Absolutely. And the kinds of concerns that people have had with the so-called deep state have varied a little bit based on the Republican President in charge. And it also varies a little bit based on agency. Nixon famously was very concerned that he was being resisted by the federal bureaucracy. Trump’s concern seems to have been threefold. I think he was afraid that the bureaucrats were liberals who were resisting him. And so he wanted to deconstruct the deep state in order to overcome the perceived resistance that he was getting from the government workforce.

That’s connected to the second point, which is that many of the agencies through which the government exercises power were created to fulfill social-democratic goals or social-welfare goals. So the Environmental Protection Agency or the Social Security Administration, or the Office of Medicare and Medicaid Services, these are agencies that exist in order to fulfill the goals of the New Deal and the Great Society, although, of course, the E.P.A. was actually created by Nixon.
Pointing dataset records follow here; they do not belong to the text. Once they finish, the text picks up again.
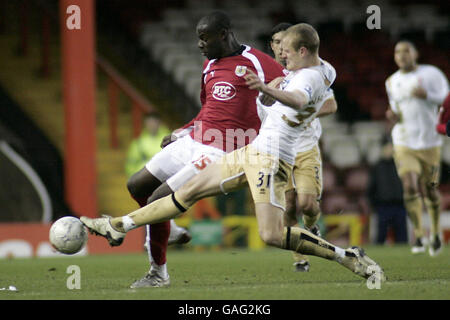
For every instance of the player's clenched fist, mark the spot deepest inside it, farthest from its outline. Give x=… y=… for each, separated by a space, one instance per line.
x=253 y=82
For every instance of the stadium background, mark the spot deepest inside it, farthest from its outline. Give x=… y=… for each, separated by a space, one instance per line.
x=145 y=58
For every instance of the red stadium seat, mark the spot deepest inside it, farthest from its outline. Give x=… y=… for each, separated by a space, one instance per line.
x=356 y=180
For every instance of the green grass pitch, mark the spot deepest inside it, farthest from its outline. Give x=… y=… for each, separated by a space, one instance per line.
x=235 y=274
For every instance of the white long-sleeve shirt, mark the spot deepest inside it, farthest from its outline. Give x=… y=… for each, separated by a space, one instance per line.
x=418 y=117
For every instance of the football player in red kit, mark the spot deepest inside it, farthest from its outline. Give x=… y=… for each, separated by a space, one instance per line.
x=227 y=120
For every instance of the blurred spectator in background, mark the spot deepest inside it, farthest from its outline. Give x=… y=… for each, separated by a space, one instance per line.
x=144 y=147
x=385 y=195
x=233 y=203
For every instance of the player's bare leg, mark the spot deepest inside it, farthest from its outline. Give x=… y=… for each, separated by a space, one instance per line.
x=433 y=204
x=141 y=186
x=413 y=205
x=169 y=207
x=301 y=262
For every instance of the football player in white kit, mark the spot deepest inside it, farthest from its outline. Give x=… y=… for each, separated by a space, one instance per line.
x=415 y=92
x=264 y=165
x=305 y=187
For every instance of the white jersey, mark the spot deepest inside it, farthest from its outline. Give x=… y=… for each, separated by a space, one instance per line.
x=418 y=117
x=282 y=128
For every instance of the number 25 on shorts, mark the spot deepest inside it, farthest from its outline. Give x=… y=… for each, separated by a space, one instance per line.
x=261 y=177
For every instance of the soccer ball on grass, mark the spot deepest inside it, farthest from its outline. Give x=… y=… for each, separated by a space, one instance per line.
x=68 y=235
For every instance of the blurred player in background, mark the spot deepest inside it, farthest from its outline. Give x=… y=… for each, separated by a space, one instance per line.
x=265 y=164
x=140 y=151
x=305 y=187
x=415 y=93
x=144 y=147
x=228 y=120
x=443 y=126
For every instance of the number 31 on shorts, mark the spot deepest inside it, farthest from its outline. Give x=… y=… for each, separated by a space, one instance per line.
x=261 y=180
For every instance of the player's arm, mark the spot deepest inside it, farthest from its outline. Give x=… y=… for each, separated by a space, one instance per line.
x=328 y=107
x=268 y=100
x=434 y=89
x=294 y=99
x=444 y=116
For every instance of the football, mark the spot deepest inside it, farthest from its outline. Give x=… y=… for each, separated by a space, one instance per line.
x=68 y=235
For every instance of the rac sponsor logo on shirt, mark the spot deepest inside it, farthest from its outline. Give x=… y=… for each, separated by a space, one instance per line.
x=223 y=91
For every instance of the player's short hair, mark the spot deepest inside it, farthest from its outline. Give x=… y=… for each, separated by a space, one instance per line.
x=152 y=114
x=216 y=21
x=408 y=42
x=304 y=35
x=283 y=26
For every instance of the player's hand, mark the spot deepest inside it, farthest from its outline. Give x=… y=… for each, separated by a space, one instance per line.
x=167 y=140
x=419 y=92
x=275 y=83
x=253 y=82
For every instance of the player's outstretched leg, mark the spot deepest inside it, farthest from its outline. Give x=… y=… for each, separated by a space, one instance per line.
x=102 y=227
x=178 y=235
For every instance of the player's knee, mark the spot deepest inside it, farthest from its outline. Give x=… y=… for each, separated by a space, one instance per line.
x=432 y=191
x=291 y=207
x=271 y=236
x=188 y=193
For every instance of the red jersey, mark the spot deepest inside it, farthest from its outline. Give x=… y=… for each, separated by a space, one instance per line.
x=444 y=116
x=228 y=118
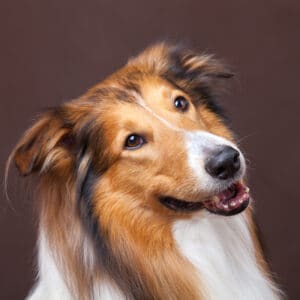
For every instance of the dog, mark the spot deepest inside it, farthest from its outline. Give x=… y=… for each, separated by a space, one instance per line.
x=140 y=188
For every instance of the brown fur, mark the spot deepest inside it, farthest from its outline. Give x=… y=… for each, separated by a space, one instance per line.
x=94 y=195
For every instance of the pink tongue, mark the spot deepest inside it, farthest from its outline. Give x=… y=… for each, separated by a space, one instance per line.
x=227 y=194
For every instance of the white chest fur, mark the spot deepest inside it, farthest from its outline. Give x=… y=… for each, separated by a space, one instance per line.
x=222 y=251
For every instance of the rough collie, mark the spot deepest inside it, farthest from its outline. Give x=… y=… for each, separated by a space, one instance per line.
x=140 y=189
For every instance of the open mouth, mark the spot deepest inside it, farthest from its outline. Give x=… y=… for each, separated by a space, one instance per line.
x=230 y=201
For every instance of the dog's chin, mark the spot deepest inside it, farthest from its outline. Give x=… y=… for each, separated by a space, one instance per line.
x=228 y=202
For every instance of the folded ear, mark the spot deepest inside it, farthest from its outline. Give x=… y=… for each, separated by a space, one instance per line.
x=200 y=73
x=47 y=142
x=185 y=68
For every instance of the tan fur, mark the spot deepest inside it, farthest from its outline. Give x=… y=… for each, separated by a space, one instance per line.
x=134 y=223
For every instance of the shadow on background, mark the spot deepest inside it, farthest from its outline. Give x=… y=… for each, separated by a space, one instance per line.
x=52 y=51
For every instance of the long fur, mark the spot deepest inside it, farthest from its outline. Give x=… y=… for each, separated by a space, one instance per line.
x=102 y=233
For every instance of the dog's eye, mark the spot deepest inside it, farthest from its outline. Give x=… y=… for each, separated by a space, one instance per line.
x=134 y=141
x=181 y=103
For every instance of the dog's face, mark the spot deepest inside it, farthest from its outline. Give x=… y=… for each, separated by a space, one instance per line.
x=150 y=138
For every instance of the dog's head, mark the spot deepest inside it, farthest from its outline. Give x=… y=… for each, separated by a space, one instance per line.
x=150 y=137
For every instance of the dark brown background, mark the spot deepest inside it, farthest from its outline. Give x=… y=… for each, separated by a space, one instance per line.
x=52 y=51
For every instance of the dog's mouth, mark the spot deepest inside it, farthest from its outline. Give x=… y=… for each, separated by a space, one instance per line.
x=230 y=201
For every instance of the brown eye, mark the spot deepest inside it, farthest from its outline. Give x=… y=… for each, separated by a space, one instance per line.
x=181 y=103
x=134 y=141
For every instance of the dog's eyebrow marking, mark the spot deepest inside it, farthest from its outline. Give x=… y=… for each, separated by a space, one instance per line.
x=141 y=102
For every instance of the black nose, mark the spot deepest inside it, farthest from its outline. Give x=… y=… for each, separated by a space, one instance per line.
x=224 y=164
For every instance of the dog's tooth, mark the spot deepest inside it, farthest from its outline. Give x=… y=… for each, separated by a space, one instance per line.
x=232 y=203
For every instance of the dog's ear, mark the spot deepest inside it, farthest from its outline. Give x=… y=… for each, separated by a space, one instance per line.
x=189 y=70
x=198 y=73
x=48 y=141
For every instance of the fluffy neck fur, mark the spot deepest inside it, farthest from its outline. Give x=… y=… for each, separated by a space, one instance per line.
x=206 y=257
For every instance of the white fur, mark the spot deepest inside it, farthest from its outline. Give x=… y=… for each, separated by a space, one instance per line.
x=51 y=286
x=222 y=251
x=199 y=146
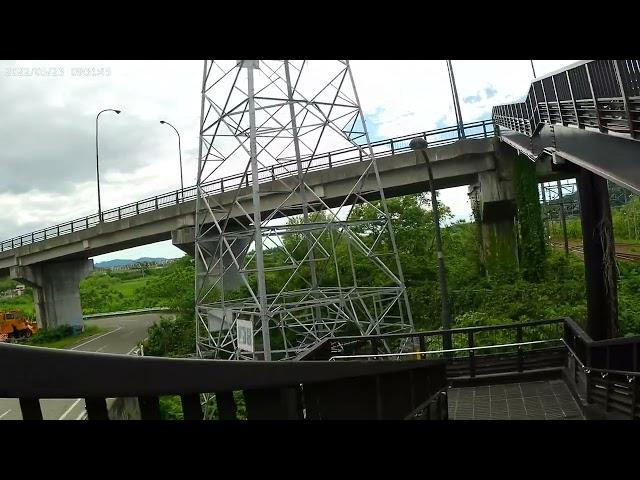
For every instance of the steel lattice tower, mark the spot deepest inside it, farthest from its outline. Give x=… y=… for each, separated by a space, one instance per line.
x=277 y=260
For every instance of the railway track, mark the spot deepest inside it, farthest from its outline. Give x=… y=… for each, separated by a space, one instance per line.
x=629 y=257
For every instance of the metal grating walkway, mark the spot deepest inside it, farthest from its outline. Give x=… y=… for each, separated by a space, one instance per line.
x=542 y=400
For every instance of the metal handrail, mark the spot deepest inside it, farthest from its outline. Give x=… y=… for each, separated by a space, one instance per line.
x=464 y=349
x=603 y=94
x=284 y=168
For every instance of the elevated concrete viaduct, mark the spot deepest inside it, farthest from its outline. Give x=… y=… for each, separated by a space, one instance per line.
x=56 y=265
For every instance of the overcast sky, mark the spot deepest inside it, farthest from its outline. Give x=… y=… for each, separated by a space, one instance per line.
x=47 y=127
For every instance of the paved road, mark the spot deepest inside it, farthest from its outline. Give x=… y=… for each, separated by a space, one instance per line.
x=122 y=337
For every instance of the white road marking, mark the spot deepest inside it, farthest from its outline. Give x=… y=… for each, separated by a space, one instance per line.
x=95 y=338
x=70 y=408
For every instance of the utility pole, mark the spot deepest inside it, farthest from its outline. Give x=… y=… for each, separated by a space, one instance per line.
x=420 y=144
x=456 y=102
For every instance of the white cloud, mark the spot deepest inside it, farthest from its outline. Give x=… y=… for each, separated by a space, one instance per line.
x=50 y=130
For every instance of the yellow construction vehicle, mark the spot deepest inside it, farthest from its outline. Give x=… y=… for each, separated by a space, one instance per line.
x=15 y=324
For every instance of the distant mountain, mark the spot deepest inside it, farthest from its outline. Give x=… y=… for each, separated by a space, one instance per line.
x=118 y=262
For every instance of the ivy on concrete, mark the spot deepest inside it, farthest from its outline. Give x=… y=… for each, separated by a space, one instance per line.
x=532 y=248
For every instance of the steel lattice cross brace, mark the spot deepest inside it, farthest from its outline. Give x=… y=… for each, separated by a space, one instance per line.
x=285 y=260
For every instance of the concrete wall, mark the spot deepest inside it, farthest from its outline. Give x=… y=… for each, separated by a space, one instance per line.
x=494 y=200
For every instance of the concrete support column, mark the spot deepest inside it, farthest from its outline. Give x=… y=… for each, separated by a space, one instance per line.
x=599 y=256
x=495 y=209
x=56 y=290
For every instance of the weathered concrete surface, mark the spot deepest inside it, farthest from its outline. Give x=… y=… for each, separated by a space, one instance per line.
x=453 y=165
x=494 y=201
x=56 y=294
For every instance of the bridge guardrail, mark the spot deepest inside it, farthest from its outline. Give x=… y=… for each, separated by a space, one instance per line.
x=602 y=94
x=272 y=390
x=285 y=168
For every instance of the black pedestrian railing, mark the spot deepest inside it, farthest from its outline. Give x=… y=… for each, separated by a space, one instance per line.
x=610 y=369
x=286 y=167
x=271 y=390
x=477 y=351
x=602 y=94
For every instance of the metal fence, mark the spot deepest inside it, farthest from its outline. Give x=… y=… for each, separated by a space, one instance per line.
x=286 y=167
x=271 y=390
x=602 y=94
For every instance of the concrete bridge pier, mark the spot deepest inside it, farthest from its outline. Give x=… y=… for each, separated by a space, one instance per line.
x=184 y=239
x=599 y=256
x=493 y=202
x=56 y=290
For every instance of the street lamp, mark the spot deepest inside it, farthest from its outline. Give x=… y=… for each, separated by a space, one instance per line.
x=456 y=101
x=97 y=162
x=420 y=144
x=179 y=153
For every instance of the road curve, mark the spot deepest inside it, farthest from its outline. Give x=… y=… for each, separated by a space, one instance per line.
x=122 y=336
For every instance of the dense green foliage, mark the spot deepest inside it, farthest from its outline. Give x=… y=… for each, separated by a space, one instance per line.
x=626 y=224
x=172 y=288
x=530 y=227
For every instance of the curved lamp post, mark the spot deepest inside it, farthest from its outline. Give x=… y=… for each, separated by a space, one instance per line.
x=419 y=144
x=97 y=162
x=180 y=154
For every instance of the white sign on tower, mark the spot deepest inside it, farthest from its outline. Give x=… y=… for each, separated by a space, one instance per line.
x=245 y=335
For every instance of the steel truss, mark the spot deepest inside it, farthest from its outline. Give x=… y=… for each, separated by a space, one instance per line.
x=276 y=253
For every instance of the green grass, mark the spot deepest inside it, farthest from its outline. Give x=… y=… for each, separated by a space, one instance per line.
x=64 y=342
x=128 y=287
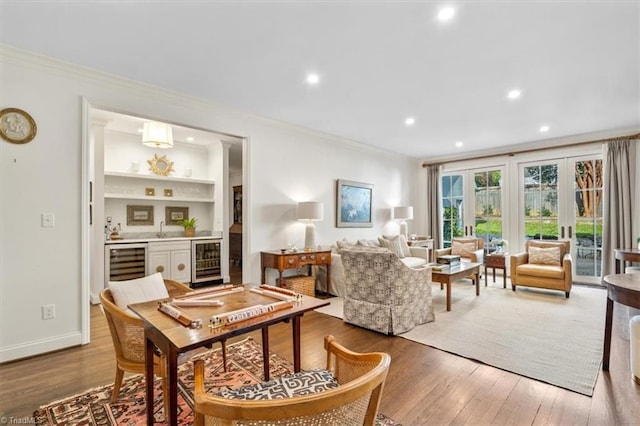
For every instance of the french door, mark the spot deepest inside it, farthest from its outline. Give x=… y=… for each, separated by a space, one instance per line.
x=472 y=204
x=561 y=199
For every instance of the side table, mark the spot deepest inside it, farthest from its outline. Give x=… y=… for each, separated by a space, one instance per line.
x=292 y=260
x=423 y=242
x=496 y=261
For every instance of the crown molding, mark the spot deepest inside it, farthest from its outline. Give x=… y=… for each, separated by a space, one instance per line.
x=37 y=61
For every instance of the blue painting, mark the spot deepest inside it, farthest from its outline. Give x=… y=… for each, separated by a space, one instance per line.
x=354 y=201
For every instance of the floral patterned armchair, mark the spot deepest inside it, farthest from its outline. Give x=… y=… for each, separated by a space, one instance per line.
x=382 y=293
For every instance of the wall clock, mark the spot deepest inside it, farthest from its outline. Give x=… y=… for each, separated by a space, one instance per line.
x=17 y=126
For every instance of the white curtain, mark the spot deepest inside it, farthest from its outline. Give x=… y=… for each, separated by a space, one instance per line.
x=433 y=207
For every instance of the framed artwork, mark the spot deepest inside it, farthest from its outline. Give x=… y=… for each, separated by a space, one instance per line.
x=139 y=215
x=353 y=204
x=173 y=215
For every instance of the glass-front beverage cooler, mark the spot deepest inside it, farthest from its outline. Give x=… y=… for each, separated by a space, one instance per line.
x=205 y=262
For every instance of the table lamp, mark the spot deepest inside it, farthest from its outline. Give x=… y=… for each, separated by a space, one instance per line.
x=310 y=211
x=403 y=214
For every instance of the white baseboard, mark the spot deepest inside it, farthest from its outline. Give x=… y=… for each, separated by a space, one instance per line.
x=40 y=347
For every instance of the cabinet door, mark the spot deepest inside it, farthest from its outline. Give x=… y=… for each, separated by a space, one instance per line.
x=181 y=265
x=160 y=261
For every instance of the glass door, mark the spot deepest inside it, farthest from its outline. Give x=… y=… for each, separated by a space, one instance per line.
x=452 y=202
x=487 y=190
x=472 y=205
x=561 y=199
x=587 y=218
x=540 y=215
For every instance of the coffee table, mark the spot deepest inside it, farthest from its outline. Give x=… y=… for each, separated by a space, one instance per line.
x=453 y=273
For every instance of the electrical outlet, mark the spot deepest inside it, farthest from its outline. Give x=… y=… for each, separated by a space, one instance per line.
x=48 y=311
x=48 y=220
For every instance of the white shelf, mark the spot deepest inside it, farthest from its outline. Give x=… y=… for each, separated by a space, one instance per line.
x=150 y=198
x=157 y=177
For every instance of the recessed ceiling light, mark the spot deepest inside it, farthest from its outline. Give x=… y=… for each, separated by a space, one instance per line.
x=514 y=94
x=446 y=14
x=313 y=79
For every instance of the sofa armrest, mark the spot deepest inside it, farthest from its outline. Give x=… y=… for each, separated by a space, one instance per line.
x=516 y=260
x=421 y=252
x=477 y=256
x=442 y=252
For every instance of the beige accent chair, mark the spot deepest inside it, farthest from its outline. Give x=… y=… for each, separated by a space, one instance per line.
x=354 y=401
x=127 y=334
x=539 y=270
x=470 y=249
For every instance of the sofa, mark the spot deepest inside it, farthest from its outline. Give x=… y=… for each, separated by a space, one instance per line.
x=543 y=264
x=382 y=293
x=410 y=256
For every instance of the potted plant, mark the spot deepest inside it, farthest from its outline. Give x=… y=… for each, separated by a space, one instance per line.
x=189 y=225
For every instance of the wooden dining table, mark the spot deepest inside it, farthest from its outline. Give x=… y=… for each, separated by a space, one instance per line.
x=624 y=289
x=166 y=334
x=624 y=255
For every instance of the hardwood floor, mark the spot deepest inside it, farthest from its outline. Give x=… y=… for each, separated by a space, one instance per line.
x=424 y=385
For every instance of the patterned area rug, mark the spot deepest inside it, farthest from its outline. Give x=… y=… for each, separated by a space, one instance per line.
x=94 y=407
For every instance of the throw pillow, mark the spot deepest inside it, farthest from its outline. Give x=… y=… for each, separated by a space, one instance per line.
x=139 y=290
x=402 y=239
x=393 y=244
x=297 y=384
x=544 y=256
x=463 y=249
x=345 y=244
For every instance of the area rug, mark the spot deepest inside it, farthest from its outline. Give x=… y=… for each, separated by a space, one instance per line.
x=335 y=308
x=531 y=332
x=93 y=407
And so if you’re ideologically opposed to the policy programs those agencies are pursuing, then you might want to limit those agencies’ ability to exercise power, either by staffing them with your own appointees or by controlling what they’re doing.

And then the third reason—and this is maybe a more philosophical one, and this is where I think Trump’s interests have kind of dovetailed with the broader conservative project—is the way in which a lot of these agencies were set up, with a certain amount of insulation from direct Presidential control. There are several different tools that Congress has used over the years to establish that. But some of those tools were thought by conservative legal intellectuals to run afoul of the strict separation of powers. And so they developed arguments to explain why those tools were unconstitutional. And the Roberts Court has embraced some of those arguments. And those arguments don’t have to go hand in hand with the second bucket of arguments trying to destroy the power of perceived liberal agencies. But they do dovetail with the interests of a strong president who’s afraid of resistance from the federal bureaucracy.

So I want to talk about some of the specifics of the Trump plan. There are a bunch of quasi-independent agencies that operate with different mandates and different rules, from the F.T.C. to the Federal Reserve to the Consumer Financial Protection Bureau (C.F.P.B). So how do these agencies broadly function, and what do you see as the way a White House that wanted to bring them under control would try and change that?